For contrast, the Claude Max 20 Plan is about 39M tokens (give or take) every 5 hours (window message limit) or 300M tokens every week (model limit). That makes Pro ~ 2M tokens every 5 hours and 60M tokens every week (but Anthropic made it worse recently by introducing something similar to surge pricing but for LLMs during peak hours).
Thats 2.5% of the window and token limits towards just on the Pro Plan just to be able to talk to your agent over telegram (or Slack, or Discord) in a single user (you and your agent) chat.
I'm not sure what the cost is like for multi-user and group environments, but most agents are stateless and dumb, and most will default to canned responses when in a multi-user environment. It is the cost for maintaining a near real-time chat with an agent over a noisy communications channel like MCP.

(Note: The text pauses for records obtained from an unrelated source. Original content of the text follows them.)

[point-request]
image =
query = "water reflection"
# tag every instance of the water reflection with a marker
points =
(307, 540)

I'm a millennial, and we've lived through at least 3 global financial meltdowns in our lifetimes, and I hate paying for extra usage if I could help it.
So this is the pattern or architecture that I use for our demo telegram channel:
- A collector running on a raspberry pi (connected to my development environment via tailscale)

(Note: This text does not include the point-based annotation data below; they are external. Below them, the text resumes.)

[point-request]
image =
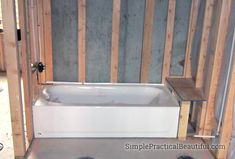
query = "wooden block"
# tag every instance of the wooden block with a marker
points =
(185, 89)
(183, 120)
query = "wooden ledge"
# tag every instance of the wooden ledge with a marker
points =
(185, 89)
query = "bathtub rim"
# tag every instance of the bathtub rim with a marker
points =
(163, 86)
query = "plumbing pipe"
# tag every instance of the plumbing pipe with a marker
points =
(226, 85)
(204, 136)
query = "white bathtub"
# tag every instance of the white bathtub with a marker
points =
(105, 111)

- The collector is dumb, no AI, no LLMs
- Every 60 seconds it polls telegram for updates from the channel, and appends it to a SQLite database
- On my development machine, Haiku checks every 30s (60s if the telegram channel is chatty).
- It polls the collector, which returns last 20 messages + new messages only if there are new messages
- 2880 heartbeats x 10 tokens max x 28K tokens per day base
- 800K in context + new messages
- We'll round it up to 900K on Haiku = $1
- Haiku spits out max 100 tokens with the following format: { reply:<true|false>, immediate_reply: <string>, promise: <true/false>, promise_type: <text|photo|document|voice>, reply_to:<message_id>, status:<working|done|delivered>} x 250 messages = 25K tokens on Haiku ($0.025)

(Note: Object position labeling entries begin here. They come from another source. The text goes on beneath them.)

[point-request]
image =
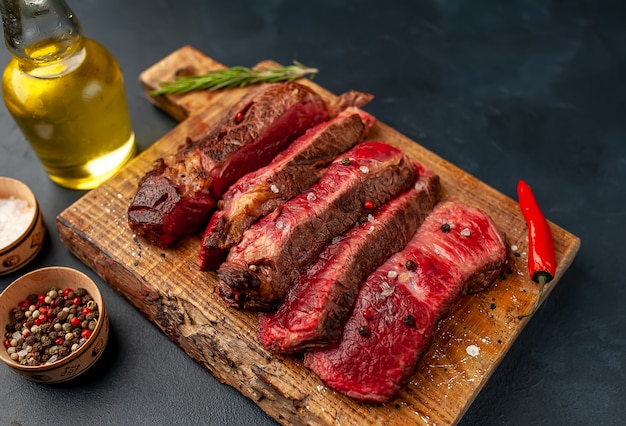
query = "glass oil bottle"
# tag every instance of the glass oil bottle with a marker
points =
(66, 94)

- Half of messages usually needs replying: 150 tokens x 21 (20 past + 1 new response) x 100 = 315K tokens
- Haiku decides, and Sonnet take care of responses (about $1)
Total input tokens = Haiku (900K) + Sonnet (315K), roughly 1M tokens ($2)
Output = 100 responses x 150 tokens = 15K on Sonnet ($0.045)
Total = $2.045 per day.
Of course the telegram agent I have running has some intelligence to track individual participants in a channel, sends and receives attachments (images, documents and voice notes). I still rely on Sonnet for images and documents (10K tokens each message x 500 = 5M tokens a day) and nothing for voice notes because it's a local whisper and voxtral setup that does TTS and STT for free.
But I've taken only the baselines for comparison. Might have missed some stuff, but happy to stand corrected if anyone else has their numbers.
But the point is: no message queues, no buses, no complex protocols. For a personal build = it was worth it. For enterprise = maybe not. And the simple tweak to the design of the architecture (from real-time, multi-peer MCP host) to collector - subscriber (this is what the pattern is called), means I will avoid token jail for the foreseeable future and have more room for serious stuff with Opus.
Just like Jake's folders and files... it's low tech, but the patterns and foundational principles behind it is pretty solid and scales up from single agent to multi-agents pretty well. Of course Jake's recommended architecture has MCP in it, for a very specific reason. I don't question it because there are valid reasons for it. The moment multiple apps and agents are needed, MCP is almost the most productive option.